Does Time Drag or Fly?
[Quiltnmomi agreed to let me tag along on her topic today. My own caveat: don’t read mine without assimilating hers!]
Some time ago, idling around the springtime yard picking up lawnmower-threatening sticks and watching the kids cavort on the tire swing and the tree limb, I thought about how time flies. Can my kids really be seven and four already? When did that happen? Just yesterday, seemingly, they were little nursing-and-pooping machines with slightly cloudy eyes and a fixation on Everything Mother, to my eternal exhaustion. Then, I thought each minute oozed, and I gritted teeth when folks insisted “Watch out; it all goes so fast!” Now, my eldest is immersed in books she’s reading to herself all day, and my youngest, the personable chatterbox, engages herself in hours-long discussions with her toys and dolls if no actual warm body is available for play. They’ve become individuals with their own timescales that coincide only intermittently with my own. Yesterday, for example, just back from a business trip with a thousand personal and professional things to accomplish, time pressed heavily for my every waking minute. For my eldest, however, sick with Strep and desirous of heavy mothering, time plodded.
Beyond the perceptions of the individuals sharing a timeframe comes a longer view of our brief ownership thereof. Shakespeare, as usual, says it best:
To-morrow, and to-morrow, and to-morrow,
Creeps in this petty pace from day to day,
To the last syllable of recorded time;
And all our yesterdays have lighted fools
The way to dusty death. Out, out, brief candle!
Life's but a walking shadow; a poor player,
That struts and frets his hour upon the stage,
And then is heard no more: it is a tale
Told by an idiot, full of sound and fury,
Signifying nothing.
Macbeth, of course, was a character for whom time both dragged and flew, and both with weighty and frightening import. Maybe his perception isn’t, after all, the best to encompass a more modern timesense.
One of the videos I rented to sooth my feverish eldest was Disney’s rendition of Madeleine L’Engle’s “A Wrinkle in Time,” one of my own all-time favorite works of teen literature. The book isn’t so much about time as it is about the power of love and all thoughts individual, creative and positive – but it does introduce some weighty concepts of its own about the physics of time, and how our standard concept of beginnings, middles and endings (our brief time-candle, alight, and then out) may be misconceptions, or at least misperceptions.

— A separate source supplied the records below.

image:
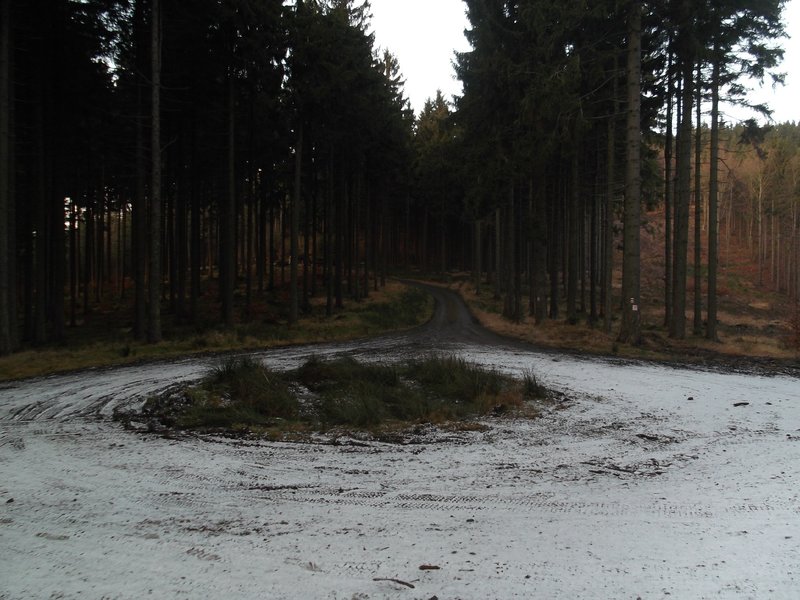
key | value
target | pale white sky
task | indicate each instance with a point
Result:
(424, 34)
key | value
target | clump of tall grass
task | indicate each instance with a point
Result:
(240, 392)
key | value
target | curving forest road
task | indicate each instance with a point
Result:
(647, 481)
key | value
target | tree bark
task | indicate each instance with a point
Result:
(7, 252)
(227, 250)
(713, 192)
(154, 289)
(298, 181)
(630, 330)
(697, 323)
(677, 328)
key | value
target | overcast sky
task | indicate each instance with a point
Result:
(424, 34)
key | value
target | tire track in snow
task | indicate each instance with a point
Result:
(436, 502)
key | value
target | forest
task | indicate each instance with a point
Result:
(194, 156)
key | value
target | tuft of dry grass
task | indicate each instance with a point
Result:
(373, 315)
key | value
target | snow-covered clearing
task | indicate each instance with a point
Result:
(647, 481)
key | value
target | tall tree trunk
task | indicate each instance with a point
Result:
(630, 330)
(154, 291)
(697, 327)
(608, 240)
(139, 218)
(298, 181)
(7, 251)
(669, 189)
(573, 235)
(677, 328)
(713, 192)
(227, 250)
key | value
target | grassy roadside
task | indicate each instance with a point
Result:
(394, 307)
(243, 396)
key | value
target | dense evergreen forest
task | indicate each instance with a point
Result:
(182, 154)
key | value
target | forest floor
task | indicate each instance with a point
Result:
(638, 480)
(755, 324)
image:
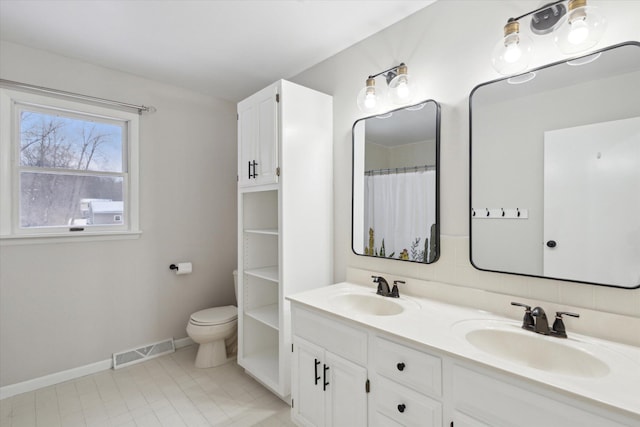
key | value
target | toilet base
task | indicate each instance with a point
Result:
(211, 354)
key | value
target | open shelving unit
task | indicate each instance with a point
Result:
(284, 221)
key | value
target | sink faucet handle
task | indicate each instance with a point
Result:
(559, 329)
(383, 286)
(527, 320)
(541, 324)
(394, 291)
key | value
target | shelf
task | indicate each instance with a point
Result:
(268, 273)
(267, 231)
(264, 365)
(267, 314)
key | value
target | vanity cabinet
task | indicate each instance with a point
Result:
(411, 384)
(284, 222)
(406, 385)
(329, 375)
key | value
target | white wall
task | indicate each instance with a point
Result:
(447, 47)
(71, 304)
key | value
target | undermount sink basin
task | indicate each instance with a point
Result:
(554, 355)
(371, 304)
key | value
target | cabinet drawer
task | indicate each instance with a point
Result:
(334, 336)
(408, 366)
(404, 406)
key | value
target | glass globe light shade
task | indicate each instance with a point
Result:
(513, 53)
(401, 88)
(580, 29)
(369, 97)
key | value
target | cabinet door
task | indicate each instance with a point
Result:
(258, 138)
(462, 420)
(347, 397)
(307, 384)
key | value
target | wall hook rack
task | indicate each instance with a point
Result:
(499, 213)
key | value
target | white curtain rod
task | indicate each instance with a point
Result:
(400, 170)
(139, 108)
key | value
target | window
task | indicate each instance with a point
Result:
(68, 168)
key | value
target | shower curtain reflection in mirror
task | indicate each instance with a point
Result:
(399, 213)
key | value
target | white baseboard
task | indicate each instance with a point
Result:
(183, 342)
(70, 374)
(55, 378)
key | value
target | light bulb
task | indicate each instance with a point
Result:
(512, 53)
(580, 29)
(401, 89)
(369, 98)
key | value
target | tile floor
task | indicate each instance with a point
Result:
(167, 391)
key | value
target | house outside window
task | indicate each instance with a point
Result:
(68, 168)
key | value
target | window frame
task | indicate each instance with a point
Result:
(11, 102)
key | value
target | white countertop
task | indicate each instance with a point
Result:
(441, 327)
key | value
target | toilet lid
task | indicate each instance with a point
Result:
(215, 315)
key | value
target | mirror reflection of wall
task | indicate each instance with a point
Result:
(395, 184)
(512, 131)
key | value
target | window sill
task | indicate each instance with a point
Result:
(27, 239)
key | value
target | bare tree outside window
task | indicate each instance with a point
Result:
(71, 170)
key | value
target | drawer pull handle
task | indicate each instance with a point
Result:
(324, 380)
(315, 370)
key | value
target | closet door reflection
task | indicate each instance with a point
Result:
(395, 184)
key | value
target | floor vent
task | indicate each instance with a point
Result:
(130, 357)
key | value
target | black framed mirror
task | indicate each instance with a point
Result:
(555, 170)
(395, 206)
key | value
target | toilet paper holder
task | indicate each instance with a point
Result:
(181, 268)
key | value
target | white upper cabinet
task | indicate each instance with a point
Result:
(285, 211)
(258, 138)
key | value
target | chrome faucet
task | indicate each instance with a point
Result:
(536, 320)
(395, 293)
(383, 286)
(541, 325)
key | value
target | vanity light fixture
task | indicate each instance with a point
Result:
(371, 99)
(576, 28)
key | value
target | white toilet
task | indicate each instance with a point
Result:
(216, 330)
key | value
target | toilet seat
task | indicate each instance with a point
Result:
(214, 316)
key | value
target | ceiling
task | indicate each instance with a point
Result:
(228, 49)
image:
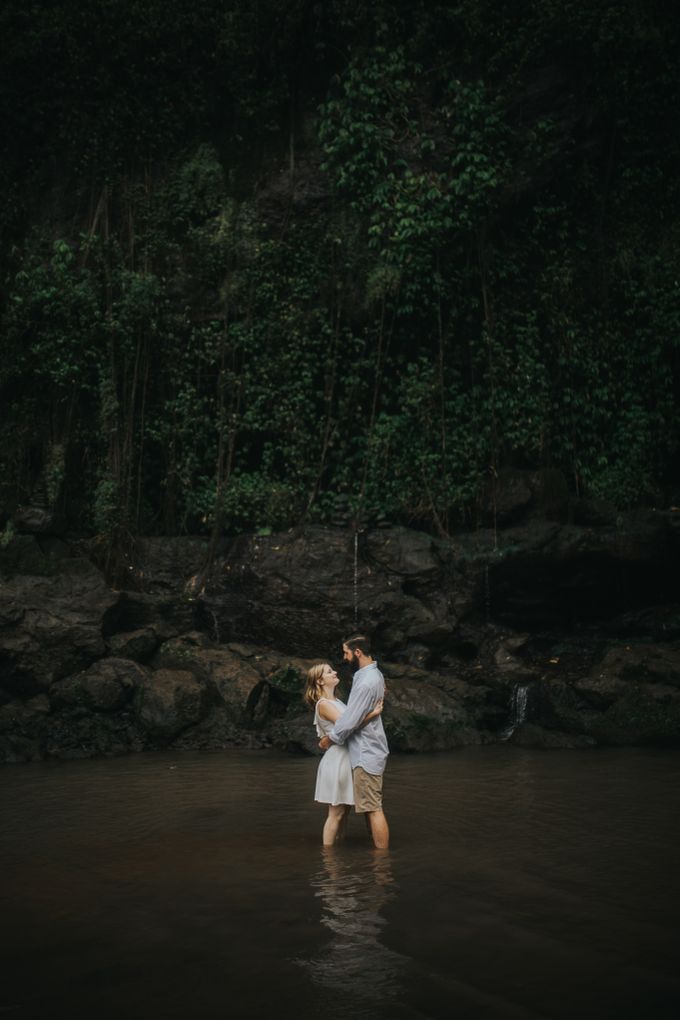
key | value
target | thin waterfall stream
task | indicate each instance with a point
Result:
(518, 707)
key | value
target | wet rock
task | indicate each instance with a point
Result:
(137, 645)
(641, 716)
(105, 686)
(419, 716)
(629, 666)
(168, 701)
(51, 626)
(76, 732)
(166, 615)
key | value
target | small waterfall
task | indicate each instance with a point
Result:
(356, 579)
(487, 595)
(215, 624)
(518, 707)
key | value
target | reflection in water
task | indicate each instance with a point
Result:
(355, 964)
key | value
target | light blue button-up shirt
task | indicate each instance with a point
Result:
(367, 745)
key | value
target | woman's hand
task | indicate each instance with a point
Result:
(377, 710)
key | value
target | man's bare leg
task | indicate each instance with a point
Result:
(335, 815)
(379, 829)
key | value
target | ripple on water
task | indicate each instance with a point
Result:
(519, 884)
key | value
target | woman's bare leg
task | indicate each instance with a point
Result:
(342, 829)
(335, 815)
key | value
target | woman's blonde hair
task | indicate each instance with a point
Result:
(313, 687)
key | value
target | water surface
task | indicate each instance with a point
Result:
(519, 884)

The other day I happened across a tidbit of science news regarding astronomers’ latest glimpse of the swirling, scattering stars born in the formation of the universe. Across unimaginable expanses of time, this long-gone image reached their lenses only last month: a bit of living time-archeology marching side-by-side with the modern minute. It boggles the mind to think of us, in the hear-and-now, putting an eye to the sky and seeing the formation of the universe so long ago. “An estimated 15 billion years ago … the universe began with a cataclysm that created space and time, as well as all the matter and energy the universe will ever hold. This timeline attempts to show the best scientific estimates of the timings of past events and predictions of the approximate timing of hypothetical future events with cosmological significance. Some locally significant events of interest to members of Homo sapiens are also included. "
If there were ever a reason to postulate God, the phrase ‘created space and time’ (BANG!) seems an apt enough genesis.
Here on the American continental east side, Sunday was the “time change;” a presumptuous phrase indeed in light of the magnitude of “time creation.” Homo sapiens can, we assume, change a clock – but time itself? Or is time only a figment of our little minds, after all; the “Drag-n-fly” that is both an amalgam of human perception and, a metamorphosis into something entirely otherwise, entirely unknown – and entirely awe-inspiring?